Performance counter stats for './jgrep-concurrent Alice.*Rabbit pg11.txt' (10 runs):
2.332571 task-clock (msec) # 1.273 CPUs utilized
8 context-switches # 0.003 M/sec
1 cpu-migrations # 0.419 K/sec
664 page-faults # 0.278 M/sec
8572396 cycles # 3.593 GHz
13861606 instructions # 1.58 insns per cycle
3562561 branches # 1493.029 M/sec
42731 branch-misses # 1.21% of all branches
0.001832130 seconds time elapsed ( +- 1.06% )
Now the timings are much better. The performance is just about 1.15 times worse than the original algorithm. Compared to the 15 times slowdown of the first approach this is quite an improvement. Let's see what happens with the big file.
Performance counter stats for './jgrep-concurrent Linus.*Linux howto' (10 runs):
109.696936 task-clock (msec) # 1.324 CPUs utilized
67 context-switches # 0.608 K/sec
21 cpu-migrations # 0.191 K/sec
4660 page-faults # 0.042 M/sec
406626883 cycles # 3.690 GHz
821148178 instructions # 2.02 insns per cycle
230758607 branches # 2094.166 M/sec
4748270 branch-misses # 2.06% of all branches
0.082870971 seconds time elapsed ( +- 0.68% )
Great. We do not lose performance, we even improve a bit, about 1.15 times better. Not much improvement but shows that we actually want to take the compilation out of the critical path.
Viewing the concurrent compilation
Using the Extrae library we can instrument a pthreads program to get a trace that can be visualized using Paraver. Here we see what happens in the case of Alice.*Rabbit
.
Thread 1.1.1 is the main thread (the one running the main
function) and thread 1.1.2 is the one that compiles our code. As you can see, JIT compilation takes much longer than actually matching the lines. The blue part in the main thread is where all the calls to match
happen. Every call to match is rendered as a green flag but they are drawn overlapped because they last so short.
For the long file doing Linus.*Linux
, the result is quite the opposite.
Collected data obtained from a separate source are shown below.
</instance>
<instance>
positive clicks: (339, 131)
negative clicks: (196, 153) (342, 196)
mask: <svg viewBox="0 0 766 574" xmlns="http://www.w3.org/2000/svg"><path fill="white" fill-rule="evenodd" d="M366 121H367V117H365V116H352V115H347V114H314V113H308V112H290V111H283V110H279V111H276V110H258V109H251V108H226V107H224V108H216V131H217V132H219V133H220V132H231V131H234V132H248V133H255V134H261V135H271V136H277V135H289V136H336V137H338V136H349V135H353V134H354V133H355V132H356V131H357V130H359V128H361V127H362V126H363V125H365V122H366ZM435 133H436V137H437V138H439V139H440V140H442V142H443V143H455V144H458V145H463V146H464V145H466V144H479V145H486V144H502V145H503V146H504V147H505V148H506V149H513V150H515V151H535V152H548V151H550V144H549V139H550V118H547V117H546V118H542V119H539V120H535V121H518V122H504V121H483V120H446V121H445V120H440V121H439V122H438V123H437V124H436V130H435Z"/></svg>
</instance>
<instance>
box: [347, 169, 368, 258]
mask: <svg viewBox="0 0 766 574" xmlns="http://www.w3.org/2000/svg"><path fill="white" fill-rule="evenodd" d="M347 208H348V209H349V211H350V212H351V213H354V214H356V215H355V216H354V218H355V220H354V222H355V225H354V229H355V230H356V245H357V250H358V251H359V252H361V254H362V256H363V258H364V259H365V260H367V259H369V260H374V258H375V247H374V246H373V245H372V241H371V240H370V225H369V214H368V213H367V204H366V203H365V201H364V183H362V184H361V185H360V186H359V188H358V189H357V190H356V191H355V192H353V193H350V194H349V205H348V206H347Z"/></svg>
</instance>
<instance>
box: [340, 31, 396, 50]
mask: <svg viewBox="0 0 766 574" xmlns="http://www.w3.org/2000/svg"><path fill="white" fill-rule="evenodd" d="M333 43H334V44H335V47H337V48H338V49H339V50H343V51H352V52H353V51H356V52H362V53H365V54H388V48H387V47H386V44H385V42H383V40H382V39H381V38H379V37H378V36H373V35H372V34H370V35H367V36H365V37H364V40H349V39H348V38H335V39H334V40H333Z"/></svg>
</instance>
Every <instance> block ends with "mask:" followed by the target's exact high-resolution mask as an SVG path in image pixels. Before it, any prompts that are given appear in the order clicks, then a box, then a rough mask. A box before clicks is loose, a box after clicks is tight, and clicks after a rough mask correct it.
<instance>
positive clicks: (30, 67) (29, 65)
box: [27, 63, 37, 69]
The overall matching process lasts much more than JIT compilation.
When the code has just been compiled, we see that the a couple of matching calls becomes much slower. The reason is probably caused by the communication between the two threads using atomic instructions.
Within Paraver we can also measure the average duration of the calls to match.
Kind of code | Average (nanoseconds) |
---|---|
Interpreted | 197.29 |
Compiled | 126.88 |
This is consistent with the speed gain of 1.55 times we observed with jgrep-jit
on the big file.
Wrap-up
In these three-part short series about GCC JIT we have seen how to apply it to a regular expression matcher to get a bit more of speedup. The obtained speed gains are moderate (1.55 times). Since compilation may be a slow process, taking the compilation out of the critical path is beneficial for the cases where it may undermine the overall execution time of the program.
I have uploaded the code used in this series to github.
That's all for today.